How Are You Portraying Yourself When Using Social Media?
Do Your Online Posts Reflect Your Compassion or Your Bitterness?
Posted Jul 25, 2015
If your social media newsfeeds are anything like mine, you're likely aware that there was recently a perceived threat that had the potential to undo everything that's good in the world. I'm talking, of course, about ex-NAACP leader Rachel Dolezal, who not so long ago resigned her Spokane, Washington post after being criticized for portraying herself as black (and insists in a recent interview with Vanity Fair that she still identifies as black).
I must admit that it's odd to me that so many people I know were incensed about this matter and thus took to their online platforms to harshly criticize and even make fun of Ms. Dolezal. Especially since none of the people I saw ranting about this seemed to actually know Ms. Dolezal, personally. Sure, I understand there was a train wreck factor to the media coverage, which made it virtually impossible to look away from this debacle. But does that mean we had to take to Twitter and facebook in an effort to demonize this person?
It was, after all, just a short while ago that Caitlyn Jenner (formerly known as Bruce) let us know that she identified as being female. And the descriptors of "Brave" and "Groundbreaker" and "Hero" flooded social media in the wake of her announcement and her receiving the Arthur Ashe Award at the ESPN ESPYS. Ms. Jenner has been embraced with open arms (or open dialogue, as it were)—despite her being part of a modern TV dynasty that is known for manipulating the media for ratings and profits.
Now don't get me wrong. I'm not comparing Ms. Dolezal's identity declaration directly with Ms. Jenner's. And yet, at the same time, I do question why one is a hero and the other is a sign of the apocalypse. When did vitriol become a national pastime and filling our social media feeds with hatred become de rigeur? Has initially greeting someone we don't understand (or even that we don't agree with) with kindness become a thing of the past?
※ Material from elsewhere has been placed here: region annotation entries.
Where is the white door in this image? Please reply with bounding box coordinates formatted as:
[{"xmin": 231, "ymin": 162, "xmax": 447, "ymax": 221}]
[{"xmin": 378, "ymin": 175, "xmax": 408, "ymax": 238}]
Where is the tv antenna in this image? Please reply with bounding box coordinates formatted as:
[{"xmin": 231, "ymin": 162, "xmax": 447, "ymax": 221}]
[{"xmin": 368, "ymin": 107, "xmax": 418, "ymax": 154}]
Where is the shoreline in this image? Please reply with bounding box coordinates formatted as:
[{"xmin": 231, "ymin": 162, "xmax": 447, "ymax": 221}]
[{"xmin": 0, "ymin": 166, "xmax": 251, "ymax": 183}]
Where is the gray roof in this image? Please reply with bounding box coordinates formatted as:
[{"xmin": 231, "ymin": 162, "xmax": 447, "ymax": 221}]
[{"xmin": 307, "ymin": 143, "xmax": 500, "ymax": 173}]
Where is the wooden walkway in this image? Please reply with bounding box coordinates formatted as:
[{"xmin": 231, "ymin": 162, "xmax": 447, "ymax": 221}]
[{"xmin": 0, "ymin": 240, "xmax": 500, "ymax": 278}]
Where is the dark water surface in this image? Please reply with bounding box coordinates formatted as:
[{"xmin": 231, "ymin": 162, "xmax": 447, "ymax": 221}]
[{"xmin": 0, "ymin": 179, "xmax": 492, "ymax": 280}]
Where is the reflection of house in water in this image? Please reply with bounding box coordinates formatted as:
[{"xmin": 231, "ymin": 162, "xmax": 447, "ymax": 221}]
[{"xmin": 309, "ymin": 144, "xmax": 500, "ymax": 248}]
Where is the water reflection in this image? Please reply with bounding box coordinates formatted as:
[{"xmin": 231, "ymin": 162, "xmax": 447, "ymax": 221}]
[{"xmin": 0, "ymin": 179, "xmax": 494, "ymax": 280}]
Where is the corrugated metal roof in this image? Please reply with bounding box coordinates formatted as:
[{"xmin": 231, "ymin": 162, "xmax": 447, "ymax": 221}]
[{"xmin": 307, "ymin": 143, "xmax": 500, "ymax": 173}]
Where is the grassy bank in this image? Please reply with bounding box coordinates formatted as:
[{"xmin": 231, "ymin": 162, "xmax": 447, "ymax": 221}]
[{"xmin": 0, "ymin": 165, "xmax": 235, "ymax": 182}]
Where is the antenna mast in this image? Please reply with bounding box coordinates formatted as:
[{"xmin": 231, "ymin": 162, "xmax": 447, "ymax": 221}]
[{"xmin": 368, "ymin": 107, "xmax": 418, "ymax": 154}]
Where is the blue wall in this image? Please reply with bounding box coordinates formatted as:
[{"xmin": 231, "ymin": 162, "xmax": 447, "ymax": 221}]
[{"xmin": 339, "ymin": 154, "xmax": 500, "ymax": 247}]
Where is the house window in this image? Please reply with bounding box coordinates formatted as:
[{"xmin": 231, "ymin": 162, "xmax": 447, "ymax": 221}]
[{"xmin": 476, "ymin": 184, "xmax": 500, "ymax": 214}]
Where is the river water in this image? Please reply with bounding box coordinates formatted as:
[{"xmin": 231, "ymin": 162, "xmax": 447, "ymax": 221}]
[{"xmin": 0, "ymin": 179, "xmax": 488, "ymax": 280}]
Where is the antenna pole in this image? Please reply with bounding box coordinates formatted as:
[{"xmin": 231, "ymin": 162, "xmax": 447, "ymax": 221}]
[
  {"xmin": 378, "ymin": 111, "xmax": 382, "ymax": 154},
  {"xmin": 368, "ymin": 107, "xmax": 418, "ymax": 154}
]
I'm reminded of the caution to not judge someone before walking in his or her shoes. There's clearly a history between Ms. Dolezal and her parents that none of us can possibly understand. And not knowing this history, we can't necessarily comprehend what would lead Ms. Dolezal to make some of the choices she's made—even if some of these choices are questionable in nature. But does this mean she deserves our prosecution? That we all should throw verbal and written stones in her direction? That we should pollute our social media newsfeeds with hatred and disgust for someone none of us has met in person?
This all hits home with me given that I'm a former 450-pound man who although fat, always identified as a thinner person. Being someone who averaged a waist size of 60-inches, I often experienced cruel judgment from strangers (many who were even abusively verbal). These people didn't know me. And yet they took it upon themselves to make me feel shame and even fear. None of which were helpful in my quest to get healthier, mentally and physically.
Even if Ms. Dolezal is suffering from some form of delusion (and I don't know that she is), should we not feel compassion for her?
I had someone very delusional in my life. And this person—my own mother—was one of the major factors that resulted in my putting on excessive weight (creating a protective barrier in the form of blubber in an attempt to shut everything out). My mother was a virtual monster who not only verbally and physically tortured my sister and I, but also put us through horrific circumstances that many would possibly not survive. But we did survive—even with mental scars that led us to commit some questionable acts as we struggled to find freedom from the angst of our tortured childhoods. And the real freedom, the real survival, and the real key to my unlocking what was holding me back, was developing compassion for my mother (and even looking upon her with kindness—despite everything she'd done).
It's when I saw my mom as someone who was mentally ill and was simply doing the best she knew how to do that I was set free, mentally. And as a result I was even able to be kind to my mom in later years—despite the fact that her sickness and lies continued until her death. But it was with kindness and compassion that I was able to forgive my mother and, perhaps just important, accept her for who she is/was (and even forgive myself for some of the questionable choices I made over the years as a result of her upbringing).
The act of letting go of years and years of hatred was actually more beneficial to me than to my mother. And it was key in not only taking off the excess weight (my personal demon), but keeping it off.
So next time we see someone in the media who we think deserves our critique, our judgment, or even our vitriol, let's take a deep breath in and let a deep breath out—and be reminded that we're all struggling to define ourselves and to live our lives in the happiest ways we know how.
We are all part of the human race. And the more humane we are when thinking—and posting online—about others, the more kindness we're likely to receive (even when thinking about our own selves).